MangoChutney's picture
MangoChutney

I'm in the oil camp.  I was struggling with how little oil I could get away with when I accidentally spilled it into the bowl.  Not a huge amount, but definitely more than was needed to just coat the bowl.  I worked it into the dough and decided that I liked the effect that had on the final loaf.  Therefore, now I add 1 tbsp of olive oil when I am done kneading with my dough hook, and work it fully into the dough by hand after the dough has been coated thoroughly by the dough hook (about 30 seconds).  It doesn't take long to work it in, and I enjoy it as a good opportunity to feel the dough with my hands.  The bowl stays oiled, and the counter-top also is oiled and ready for the shaping later, unless the yeast dawdle and my husband cleans the counter before I can shape the dough.  I always keep the rising dough covered.  Otherwise, in the winter time it would dry out, and in the summer time the flies would land on it.

I've never liked coating the dough with flour because it felt like I was wasting the part that got "dirty" and had to be thrown away.  I feel even more this way now that I mill my own flour.

plevee's picture
plevee

I have found that a little oil in the bowl seems to change the consitency of my sourdough for the better.
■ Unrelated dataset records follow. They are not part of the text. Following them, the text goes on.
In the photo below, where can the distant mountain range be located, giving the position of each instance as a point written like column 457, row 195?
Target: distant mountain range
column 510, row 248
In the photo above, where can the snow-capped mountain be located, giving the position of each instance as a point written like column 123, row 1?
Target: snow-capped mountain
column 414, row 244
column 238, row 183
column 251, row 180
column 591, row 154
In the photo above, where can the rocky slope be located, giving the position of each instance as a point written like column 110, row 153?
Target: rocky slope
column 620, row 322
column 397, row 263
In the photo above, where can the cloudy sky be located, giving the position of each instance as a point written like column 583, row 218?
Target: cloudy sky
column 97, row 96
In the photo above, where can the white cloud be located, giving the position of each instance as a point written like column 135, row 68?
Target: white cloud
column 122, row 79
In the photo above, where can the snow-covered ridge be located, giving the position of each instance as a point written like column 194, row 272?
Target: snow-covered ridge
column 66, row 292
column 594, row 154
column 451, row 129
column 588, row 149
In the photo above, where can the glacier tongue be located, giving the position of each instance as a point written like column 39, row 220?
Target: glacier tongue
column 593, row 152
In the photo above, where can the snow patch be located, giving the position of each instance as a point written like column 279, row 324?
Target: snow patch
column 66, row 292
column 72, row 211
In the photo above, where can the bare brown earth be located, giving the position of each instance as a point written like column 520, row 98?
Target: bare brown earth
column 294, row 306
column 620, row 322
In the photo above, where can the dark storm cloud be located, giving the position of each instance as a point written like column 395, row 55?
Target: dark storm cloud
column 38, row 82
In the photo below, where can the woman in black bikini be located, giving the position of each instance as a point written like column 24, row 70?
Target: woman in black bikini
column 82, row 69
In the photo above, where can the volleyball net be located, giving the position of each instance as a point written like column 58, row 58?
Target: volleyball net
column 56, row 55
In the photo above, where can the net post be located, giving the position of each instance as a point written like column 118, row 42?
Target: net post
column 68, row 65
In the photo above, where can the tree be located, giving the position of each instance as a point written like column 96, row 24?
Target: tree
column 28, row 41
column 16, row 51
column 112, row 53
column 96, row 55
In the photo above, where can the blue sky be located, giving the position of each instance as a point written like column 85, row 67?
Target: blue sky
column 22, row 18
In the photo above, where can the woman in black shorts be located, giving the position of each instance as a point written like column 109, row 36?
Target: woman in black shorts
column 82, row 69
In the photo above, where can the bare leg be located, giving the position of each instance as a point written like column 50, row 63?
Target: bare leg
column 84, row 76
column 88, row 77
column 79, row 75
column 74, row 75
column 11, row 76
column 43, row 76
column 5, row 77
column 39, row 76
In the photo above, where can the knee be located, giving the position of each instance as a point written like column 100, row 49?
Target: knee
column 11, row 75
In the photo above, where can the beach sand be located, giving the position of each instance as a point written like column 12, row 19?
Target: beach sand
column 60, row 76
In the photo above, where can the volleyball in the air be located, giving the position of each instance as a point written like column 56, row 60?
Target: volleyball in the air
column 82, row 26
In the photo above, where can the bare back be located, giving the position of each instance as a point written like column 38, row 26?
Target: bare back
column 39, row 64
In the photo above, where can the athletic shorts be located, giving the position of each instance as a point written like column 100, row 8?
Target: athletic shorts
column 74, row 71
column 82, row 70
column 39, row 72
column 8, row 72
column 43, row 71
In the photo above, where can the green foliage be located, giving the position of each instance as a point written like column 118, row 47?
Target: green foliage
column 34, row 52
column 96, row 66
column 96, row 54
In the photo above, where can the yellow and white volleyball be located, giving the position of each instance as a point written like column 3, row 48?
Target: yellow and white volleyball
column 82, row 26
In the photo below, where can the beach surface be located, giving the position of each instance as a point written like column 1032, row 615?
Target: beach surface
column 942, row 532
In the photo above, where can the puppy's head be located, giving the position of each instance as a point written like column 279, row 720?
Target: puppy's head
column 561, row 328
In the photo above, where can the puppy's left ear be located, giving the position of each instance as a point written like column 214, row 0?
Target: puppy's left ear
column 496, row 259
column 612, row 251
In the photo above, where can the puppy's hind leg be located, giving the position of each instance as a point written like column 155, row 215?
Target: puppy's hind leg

I make exclusively sourdough; I mix the ingredients much like Tartine and after the autolyse and the incorporation of salt and extra water I knead in the bowl for a few minutes the trickle 2 tsp of oil round the edge of the bowl and continue to knead in the bowl.

There is an instant change in the consistency of the dough - it feels more developed.

Am I imagining things or is there an explanation for this?

Patsy

All at Sea's picture
All at Sea

... or bread for tomorrow?

If I'm baking bread for consumption that same day - or within 24 hours - then I may leave out the oil. Particularly if I want a lean dough with a good flakey, brittle crust. But for any bread that will be eaten for several days - I usually add oil - about 50-60g for 500 of flour - 10% in other words.

The reason being oil conditions dough and keeps it softer, stops it from drying out and staling quite so fast as dough without.

Oil is also a good flavour carrier and enhancer.

I always oil the proofing bowl even with lean doughs -  but only very, very lightly. It's just simpler. No sticking whatsoever. It also helps stop the surface of the dough from drying out as it proves. I'm afraid, I'm just not purist enough to flour, but again, must stress, the oil smear on the proofing bowl is miniscule - just enough to do the job.

That said, Bertinet, I notice, never oils the proofing bowl except for very high hydration doughs like ciabatta. Otherwise, he advocates flour every time.